Even so, on Oct. 18 the EU announced that meeting had been postponed as well.
Still expecting free trade
Canada has had a lengthy relationship with Ukraine, not least because the first Ukrainian settlers in Canada 120 years ago eventually grew into the 1.2 million-strong Ukrainian diaspora that exists today, the third largest in the world. Canada was also the first Western country to recognize Ukrainian independence 20 years ago.
The Harper government has capitalized on this relationship by launching a bilateral forum in 2008 and free trade negotiations in 2010, including providing nuclear technical assistance. Mr. Harper visited Ukraine last year.
In addition, Canada officially recognized the Holodomor, the 1932-33 famine, as a Ukrainian genocide during former president Viktor Yushchenko's visit to Ottawa in 2008.

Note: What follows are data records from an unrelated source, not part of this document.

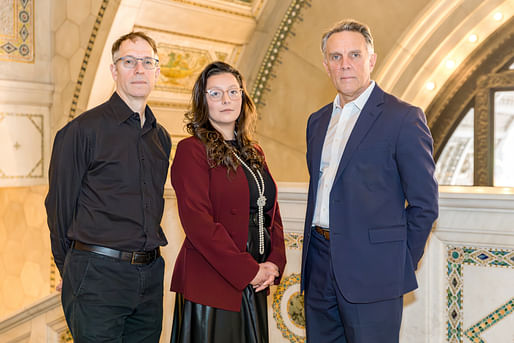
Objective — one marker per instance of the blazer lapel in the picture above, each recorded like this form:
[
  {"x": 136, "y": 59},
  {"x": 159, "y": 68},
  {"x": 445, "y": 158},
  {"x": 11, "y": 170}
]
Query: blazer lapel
[
  {"x": 367, "y": 117},
  {"x": 318, "y": 139}
]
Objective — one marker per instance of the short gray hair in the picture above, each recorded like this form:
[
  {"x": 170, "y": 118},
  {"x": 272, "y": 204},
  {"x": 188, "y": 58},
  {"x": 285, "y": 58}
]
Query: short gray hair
[{"x": 348, "y": 25}]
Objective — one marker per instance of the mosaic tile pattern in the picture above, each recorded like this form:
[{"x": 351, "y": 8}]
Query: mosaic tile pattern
[
  {"x": 17, "y": 32},
  {"x": 277, "y": 44},
  {"x": 473, "y": 333},
  {"x": 293, "y": 240},
  {"x": 288, "y": 309},
  {"x": 457, "y": 258}
]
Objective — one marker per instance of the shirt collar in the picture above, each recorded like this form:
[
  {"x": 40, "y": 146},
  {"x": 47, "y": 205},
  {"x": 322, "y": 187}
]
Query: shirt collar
[
  {"x": 122, "y": 112},
  {"x": 361, "y": 99}
]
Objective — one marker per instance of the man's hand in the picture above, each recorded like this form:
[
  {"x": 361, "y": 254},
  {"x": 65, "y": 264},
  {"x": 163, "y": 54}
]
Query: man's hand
[{"x": 264, "y": 278}]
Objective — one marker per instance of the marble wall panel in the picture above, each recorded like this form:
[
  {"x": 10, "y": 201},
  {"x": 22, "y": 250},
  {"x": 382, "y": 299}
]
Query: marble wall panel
[{"x": 21, "y": 147}]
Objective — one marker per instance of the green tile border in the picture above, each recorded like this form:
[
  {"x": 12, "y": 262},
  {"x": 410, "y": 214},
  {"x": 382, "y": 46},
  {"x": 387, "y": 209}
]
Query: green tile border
[{"x": 459, "y": 256}]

But this relationship has been tested ever since Mr. Yanukovych, a former USSR Communist Party member who draws his support from eastern Ukraine and is openly pro-Moscow, assumed power in early 2010. During Mr. Harper's visit to Ukraine, he symbolically appeared at a monument honouring a poet who predicted the country's freedom from Russia, and met with a historian arrested for revealing historic documents of Ukraine's anti-Soviet movement.
As such, Mr. Harper's Oct. 14 comment about the sentencing's potential effect on the Canada-Ukraine relationship had some wondering what would happen to the free trade talks—which saw their second round in May 2011, with the third round expected to occur this autumn—as well as the potential nuclear agreement.
Mr. Khomenko argued that because his government was not involved with the sentencing, he did not expect any official bilateral negotiations to be affected.
"We are ready to continue all the bilateral processes, and to work within the framework of our special partnership, to continue the FTA negotiations and all processes connected with our co-operation in the sphere of nuclear energy."
Trade Minister Ed Fast's office did not immediately respond to requests for comment.